August 16, 2018
If you ask me what’s made this last year one of my favorite ones yet I wouldn’t have to think for long. This time last year I was getting text updates that started out with “Baby update for Aunt Carol…” and had news like “Today we got to HEAR the heartbeat for the very first time and I bawled my eyes out…” and “I can’t believe he’s already the size of a PLUM!” and “He kicks and rolls around all the time and I love it. It’s just so amazingly mind-boggling to me that there is a BABY in my BELLY.” and as you can imagine, walking this journey alongside my friends has left me overjoyed time and time again. <3
It’s honestly a toss up which day was better: the day Beckett arrived safely into the world and I finally got to see a picture of his sweet face OR the day *I* arrived safely to Scottsdale and practically abandoned my suitcase on the sidewalk when I saw their car pull up… with Becks waiting to be snuggled in real life. <3 Dream come true. (Two days that will forever hold lifelong significance to Beckett: February 16th… the day he was born. April 7th… the day he met his Aunt Carol. Duh.)

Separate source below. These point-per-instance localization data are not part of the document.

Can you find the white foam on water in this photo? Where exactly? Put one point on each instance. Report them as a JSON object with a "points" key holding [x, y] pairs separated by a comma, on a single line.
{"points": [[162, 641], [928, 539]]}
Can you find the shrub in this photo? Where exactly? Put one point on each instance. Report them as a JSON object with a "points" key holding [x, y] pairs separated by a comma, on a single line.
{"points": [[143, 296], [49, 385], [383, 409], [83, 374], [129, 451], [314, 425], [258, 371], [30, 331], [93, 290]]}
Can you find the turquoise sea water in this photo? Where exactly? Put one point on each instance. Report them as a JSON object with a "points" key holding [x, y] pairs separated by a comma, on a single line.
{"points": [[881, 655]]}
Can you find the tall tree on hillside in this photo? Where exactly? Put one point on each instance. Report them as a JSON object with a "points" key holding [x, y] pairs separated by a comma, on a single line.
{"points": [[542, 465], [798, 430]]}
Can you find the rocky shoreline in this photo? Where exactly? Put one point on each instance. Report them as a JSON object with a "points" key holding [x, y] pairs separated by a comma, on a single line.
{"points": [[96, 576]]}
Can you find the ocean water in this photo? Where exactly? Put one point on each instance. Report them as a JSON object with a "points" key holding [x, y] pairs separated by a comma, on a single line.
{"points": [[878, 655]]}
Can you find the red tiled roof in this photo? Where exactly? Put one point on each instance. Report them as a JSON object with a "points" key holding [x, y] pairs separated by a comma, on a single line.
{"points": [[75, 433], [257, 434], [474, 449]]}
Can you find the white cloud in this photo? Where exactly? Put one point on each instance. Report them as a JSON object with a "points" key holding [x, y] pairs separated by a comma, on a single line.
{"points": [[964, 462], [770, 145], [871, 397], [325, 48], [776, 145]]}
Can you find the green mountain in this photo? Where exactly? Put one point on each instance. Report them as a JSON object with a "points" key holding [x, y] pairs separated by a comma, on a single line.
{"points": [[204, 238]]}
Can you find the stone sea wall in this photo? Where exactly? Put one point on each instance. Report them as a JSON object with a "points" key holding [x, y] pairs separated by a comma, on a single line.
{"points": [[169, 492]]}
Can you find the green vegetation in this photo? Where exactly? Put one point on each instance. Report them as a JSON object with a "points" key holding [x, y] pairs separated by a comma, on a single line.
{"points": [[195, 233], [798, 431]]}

It’s been four months since I spent some of the sweetest days in Scottsdale… days I know I won’t ever forget. Never have I anticipated a trip more than this one, meeting Beckett. <3 We spent our days sitting on the couch obsessing over how perfect he is, doing everything to make him smile for some of the first few times, going for evening walks around their desert neighborhood, and one day getting *really* adventurous and making a HomeGoods run. For as much as I wish Scottsdale was minutes down the road instead of across the entire country, these were some of the simplest, best days where moments felt nostalgic before they even ended. The kind I know wouldn’t be nearly as special if we did live minutes apart. The kind I’ll treasure forever!

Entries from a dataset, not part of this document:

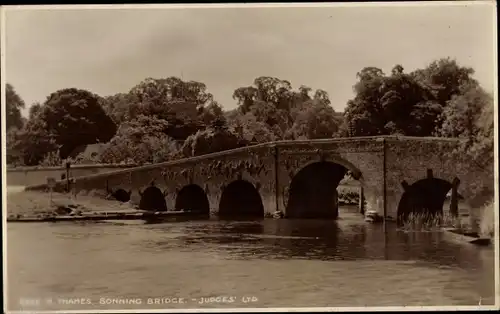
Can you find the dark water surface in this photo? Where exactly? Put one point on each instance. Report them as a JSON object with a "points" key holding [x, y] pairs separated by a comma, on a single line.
{"points": [[269, 263]]}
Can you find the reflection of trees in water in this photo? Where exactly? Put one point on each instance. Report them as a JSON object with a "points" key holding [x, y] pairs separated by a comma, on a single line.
{"points": [[316, 239]]}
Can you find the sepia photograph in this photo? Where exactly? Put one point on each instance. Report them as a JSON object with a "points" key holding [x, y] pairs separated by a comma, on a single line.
{"points": [[250, 157]]}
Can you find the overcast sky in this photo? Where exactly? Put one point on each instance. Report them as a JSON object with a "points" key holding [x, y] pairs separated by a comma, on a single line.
{"points": [[110, 51]]}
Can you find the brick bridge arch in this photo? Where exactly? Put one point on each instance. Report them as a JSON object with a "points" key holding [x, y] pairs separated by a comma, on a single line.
{"points": [[380, 163]]}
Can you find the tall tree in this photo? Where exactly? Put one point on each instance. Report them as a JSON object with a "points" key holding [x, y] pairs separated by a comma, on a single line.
{"points": [[13, 105], [394, 104]]}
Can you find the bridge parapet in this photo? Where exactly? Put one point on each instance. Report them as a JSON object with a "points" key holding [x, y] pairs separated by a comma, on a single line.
{"points": [[381, 164]]}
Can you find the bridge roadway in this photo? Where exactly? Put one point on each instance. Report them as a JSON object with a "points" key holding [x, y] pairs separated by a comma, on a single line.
{"points": [[297, 178]]}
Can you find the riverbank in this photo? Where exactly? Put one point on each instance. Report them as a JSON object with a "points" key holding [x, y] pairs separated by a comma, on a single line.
{"points": [[37, 204]]}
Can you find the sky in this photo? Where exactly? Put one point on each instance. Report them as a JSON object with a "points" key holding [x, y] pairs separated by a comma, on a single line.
{"points": [[110, 51]]}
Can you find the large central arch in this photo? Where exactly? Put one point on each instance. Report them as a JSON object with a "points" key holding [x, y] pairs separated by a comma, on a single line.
{"points": [[192, 198], [313, 191], [240, 199]]}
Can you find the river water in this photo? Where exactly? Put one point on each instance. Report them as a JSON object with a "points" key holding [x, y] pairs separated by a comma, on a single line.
{"points": [[268, 263]]}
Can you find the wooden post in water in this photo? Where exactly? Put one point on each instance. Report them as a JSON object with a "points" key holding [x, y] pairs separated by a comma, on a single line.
{"points": [[361, 200], [67, 176], [454, 197], [51, 182]]}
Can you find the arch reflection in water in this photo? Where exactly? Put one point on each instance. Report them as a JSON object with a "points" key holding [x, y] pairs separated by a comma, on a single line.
{"points": [[192, 198], [240, 199], [425, 198]]}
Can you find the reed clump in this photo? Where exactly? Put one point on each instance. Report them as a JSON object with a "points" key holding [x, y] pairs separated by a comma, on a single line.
{"points": [[431, 222]]}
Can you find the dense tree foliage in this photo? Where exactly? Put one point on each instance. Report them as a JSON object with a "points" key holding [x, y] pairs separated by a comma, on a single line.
{"points": [[168, 118], [13, 106]]}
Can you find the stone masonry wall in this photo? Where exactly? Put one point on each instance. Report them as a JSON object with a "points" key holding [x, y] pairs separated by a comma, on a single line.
{"points": [[262, 165]]}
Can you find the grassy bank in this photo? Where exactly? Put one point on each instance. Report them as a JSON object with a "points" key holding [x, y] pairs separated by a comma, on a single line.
{"points": [[29, 203]]}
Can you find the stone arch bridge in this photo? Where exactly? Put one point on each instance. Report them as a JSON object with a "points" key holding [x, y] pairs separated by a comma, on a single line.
{"points": [[298, 178]]}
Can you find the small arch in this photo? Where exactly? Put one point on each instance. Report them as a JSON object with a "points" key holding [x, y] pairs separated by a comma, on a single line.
{"points": [[121, 195], [192, 198], [241, 199], [425, 197], [152, 199], [313, 190]]}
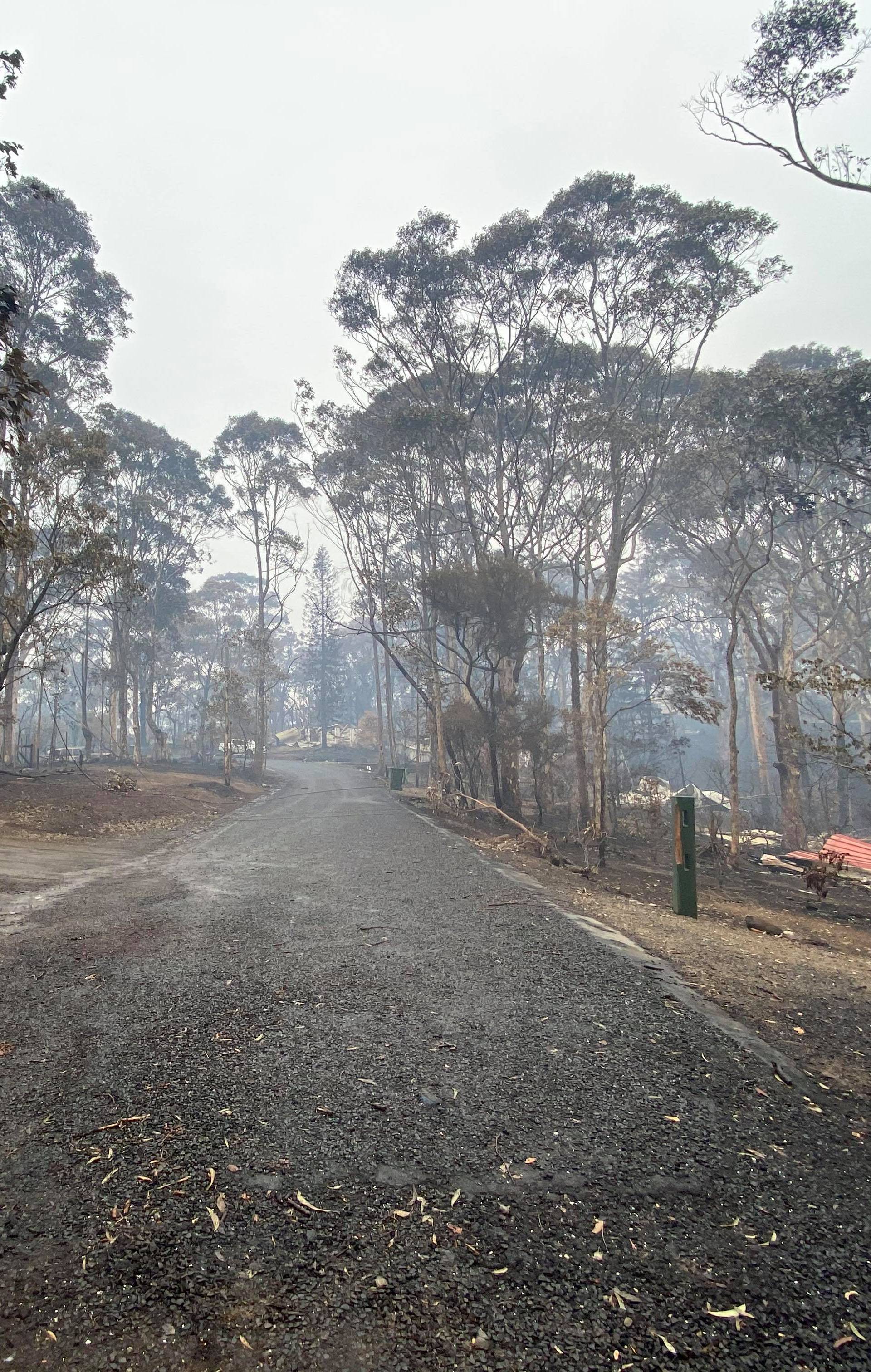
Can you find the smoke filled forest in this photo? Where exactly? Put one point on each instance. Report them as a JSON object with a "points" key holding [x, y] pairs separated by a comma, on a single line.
{"points": [[534, 548], [436, 686]]}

Maybe that’s why Amy caught me teary-eyed just holding him (read: hogging all the baby snuggles) one afternoon. There’s nothing like seeing your friends over the moon happy and right where they’re meant to be. They were made for this.

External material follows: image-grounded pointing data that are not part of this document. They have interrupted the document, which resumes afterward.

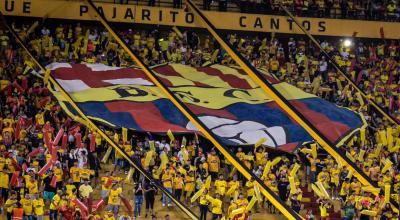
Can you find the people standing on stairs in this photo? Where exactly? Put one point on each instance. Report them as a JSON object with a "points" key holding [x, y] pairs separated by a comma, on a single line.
{"points": [[138, 199]]}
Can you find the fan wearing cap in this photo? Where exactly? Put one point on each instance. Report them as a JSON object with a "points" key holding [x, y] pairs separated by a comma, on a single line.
{"points": [[214, 164], [10, 204], [114, 199], [54, 205], [38, 207]]}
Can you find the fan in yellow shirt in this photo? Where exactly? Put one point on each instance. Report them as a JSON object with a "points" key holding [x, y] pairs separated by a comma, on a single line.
{"points": [[250, 188], [75, 173], [11, 203], [114, 199], [38, 205], [85, 174], [220, 185], [178, 185], [167, 183], [214, 163], [55, 201], [27, 205], [216, 206]]}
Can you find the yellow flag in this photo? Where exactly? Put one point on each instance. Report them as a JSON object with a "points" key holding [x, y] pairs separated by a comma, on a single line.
{"points": [[360, 99], [317, 191], [292, 185], [231, 190], [152, 146], [276, 161], [388, 164], [322, 190], [257, 192], [46, 77], [233, 171], [130, 174], [125, 134], [237, 212], [361, 155], [370, 189], [164, 160], [389, 132], [382, 136], [251, 203], [184, 141], [369, 212], [177, 31], [196, 195], [314, 150], [267, 169], [348, 155], [377, 150], [362, 136], [387, 193], [107, 155], [350, 174], [294, 170], [260, 142], [214, 56], [170, 135], [306, 151], [149, 156], [208, 182]]}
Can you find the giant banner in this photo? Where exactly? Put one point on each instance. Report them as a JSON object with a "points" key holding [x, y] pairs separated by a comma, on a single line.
{"points": [[63, 9], [224, 98]]}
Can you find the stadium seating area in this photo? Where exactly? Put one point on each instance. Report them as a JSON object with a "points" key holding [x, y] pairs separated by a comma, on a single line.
{"points": [[90, 180], [387, 10]]}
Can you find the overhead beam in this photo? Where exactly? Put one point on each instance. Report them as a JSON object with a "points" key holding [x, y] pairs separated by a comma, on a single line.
{"points": [[268, 193], [337, 67], [93, 126], [268, 88]]}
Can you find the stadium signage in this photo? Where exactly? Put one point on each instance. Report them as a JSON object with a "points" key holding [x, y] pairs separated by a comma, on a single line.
{"points": [[63, 9]]}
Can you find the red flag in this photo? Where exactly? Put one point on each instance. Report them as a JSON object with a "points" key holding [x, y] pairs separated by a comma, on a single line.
{"points": [[67, 122], [75, 129], [15, 165], [24, 82], [58, 137], [92, 141], [127, 204], [382, 33], [109, 182], [98, 205], [14, 178], [45, 168], [17, 129], [78, 140], [34, 153], [18, 87], [54, 152], [53, 182], [81, 205], [44, 101], [24, 166], [64, 142], [46, 138]]}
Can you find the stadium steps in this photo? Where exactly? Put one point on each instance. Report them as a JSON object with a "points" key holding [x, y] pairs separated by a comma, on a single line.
{"points": [[309, 202]]}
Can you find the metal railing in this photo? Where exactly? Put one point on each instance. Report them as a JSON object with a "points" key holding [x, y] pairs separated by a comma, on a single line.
{"points": [[359, 11]]}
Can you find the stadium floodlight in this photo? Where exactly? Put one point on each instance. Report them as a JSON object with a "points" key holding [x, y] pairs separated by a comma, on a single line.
{"points": [[347, 43]]}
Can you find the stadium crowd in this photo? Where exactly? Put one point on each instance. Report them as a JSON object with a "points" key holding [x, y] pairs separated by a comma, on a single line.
{"points": [[387, 10], [81, 180]]}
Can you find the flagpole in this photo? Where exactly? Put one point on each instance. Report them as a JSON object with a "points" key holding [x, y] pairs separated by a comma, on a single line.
{"points": [[248, 174], [281, 101], [345, 75], [93, 126]]}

Somehow in the blink of an eye, he’s six months old (today!!) and I fully recognize I am *that* Aunt Carol who comments on every picture and can’t help but rave, but FORGIVE ME because words just can’t express how much I love my Baby Becks! He’s changed so much since we took these “day in the life” pictures and looking through them already makes me feel all sappy and nostalgic. Bottling up these moments was our best decision ever. He’s just the greatest gift. Happy Half Birthday, Becksie!!